Medication-related errors are common, can cause high-severity injuries, and may be costly. Many organizations have made reducing these errors top priority, including the World Health Organization (WHO). In our Candello Report, Medication-related Malpractice Risks, we examine the impact—financial and human—and root causes of medication-related errors.
Every medical malpractice case presents unique circumstances, but a collection of similar cases can reveal a common story of what goes wrong."—Candello Report, Medication-related Malpractice Risks
KEY FINDINGS FROM THE REPORT
This Report examined 3,067 medication-related malpractice cases asserted from 2010–2014. When compared to non-medication events, medication-related malpractice cases involve a larger percentage of deaths and close more frequently with an indemnity payment. Services responsible for most medication errors include general medicine (22%), nursing 13%), orthopedic surgery (5%), and emergency medicine (5%).
Key findings include:
- Primary care providers and hospital-based nurses are particularly at risk
- 32 percent of medication-related malpractice cases involve a patient death, compared with 18 percent of all other cases
- Top medications involved in claims were analgesics (18 percent), anticoagulants (17 percent) and antibiotics (13 percent)
MEDICATION PROCESS
Each step in the medication process—ordering, dispensing, administering, and managing—presents unique risks to providers and their patients, and the 11 percent of cases in which the patient experienced failures in multiple steps demonstrate how intertwined the process can become.
Ordering Errors: From the point a decision is made to order/prescribe a medication until that order is received by the pharmacy or other dispensing service. Examples:
- The clinician ordered the wrong medication for the patient’s condition
- The clinician ordered a medication contraindicated by a patient’s known allergy
Dispensing Errors: From the point the order is received by the dispensing service until it is administered to the patient. Examples:
- The pharmacy dispensed the wrong medication, dosage, or composition
- The pharmacy incorrectly prepared the medication
Administering Errors: The act of delivering the right medication to the right patient in the right dose via the right route at the right time. Examples:
- A prescribed medication was administered to the wrong patient
- A prescribed medication was not administered on schedule, or at all
Monitoring and Management Errors: From the point the patient receives a medication, including renewals, until he or she is no longer taking it. Examples:
- A patient’s adherence to his/her medication regimen was inadequately monitored/assessed
- A patient’s physiological response to new, changed, or short-term medications was inadequately monitored/assessed
Analyzing medical malpractice data enables organizations to identify opportunities along the medication process for improvement to reduce medication-related patient safety risks. To understand the contributing factors involved in each step of the medication process, download the full report.

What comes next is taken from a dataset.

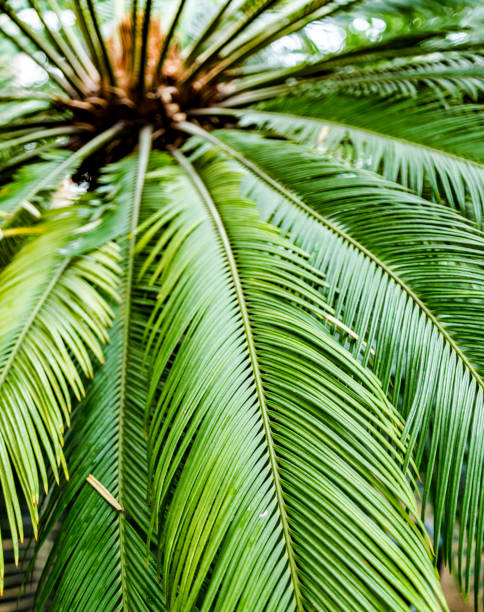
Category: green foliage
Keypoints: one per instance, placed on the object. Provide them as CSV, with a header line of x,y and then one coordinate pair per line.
x,y
292,308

“There has been a greater willingness to see improving the medication process as a multidisciplinary effort. Errors are not a “prescriber” problem, nor a “pharmacy” problem, nor a “nursing” problem: everybody owns the problem because there are opportunities for errors and harm in medication management.” Frank Federico, RPH | Institute for Healthcare Improvement
WHAT WORKS: MITIGATING MEDICATION-RELATED RISKS
Several efforts to reduce medication-related adverse events have been implemented across a variety of health care systems or developed by organizations like the Centers for Disease Control (CDC) which are highlighted in the Candello Report. They include:
- Pain Medication Management: Professional liability insurers, MMIC and UMIA, part of Constellation, identified medication-related vulnerabilities among nearly 20 percent of their medical malpractice claims and worked with their insureds to develop risk mitigation programs.
- Re-engage Patients in Anticoagulation Treatment Plans: Beth Israel Deaconess Medical Center (BIDMC) implemented a program to re-engage patients who are not following their treatment plans.
- CDC Antibiotics Stewardship Programs: The CDC has a program that focuses on antimicrobial therapy and ways to reduce unnecessary use of antibiotics through antibiotic stewardship.
- Educating providers and patients: Institute for Safe Medication Practices (ISMP), now affiliated with ECRI, works to prevent medication error through medication safety publications for health care professionals and consumers.
- Putting a stop to inadvertent medication discontinuation: Main Line Health System identified an opportunity for improvement associated with automated stop orders on routine medications.
National leaders in patient safety who contributed to the Report include, Frank Federico, RPH, Vice President, Institute for Healthcare Improvement, Michael Cohen, RPh, President, Institute for Safe Medication Practices, David Bates, MD, Senior Vice President & Chief Innovation Officer, Brigham & Women’s Hospital, and Argin Srinivasan, MD, FSHEA, Associate Director for Healthcare Associated Infection Prevention Programs, Centers for Disease Control and Prevention.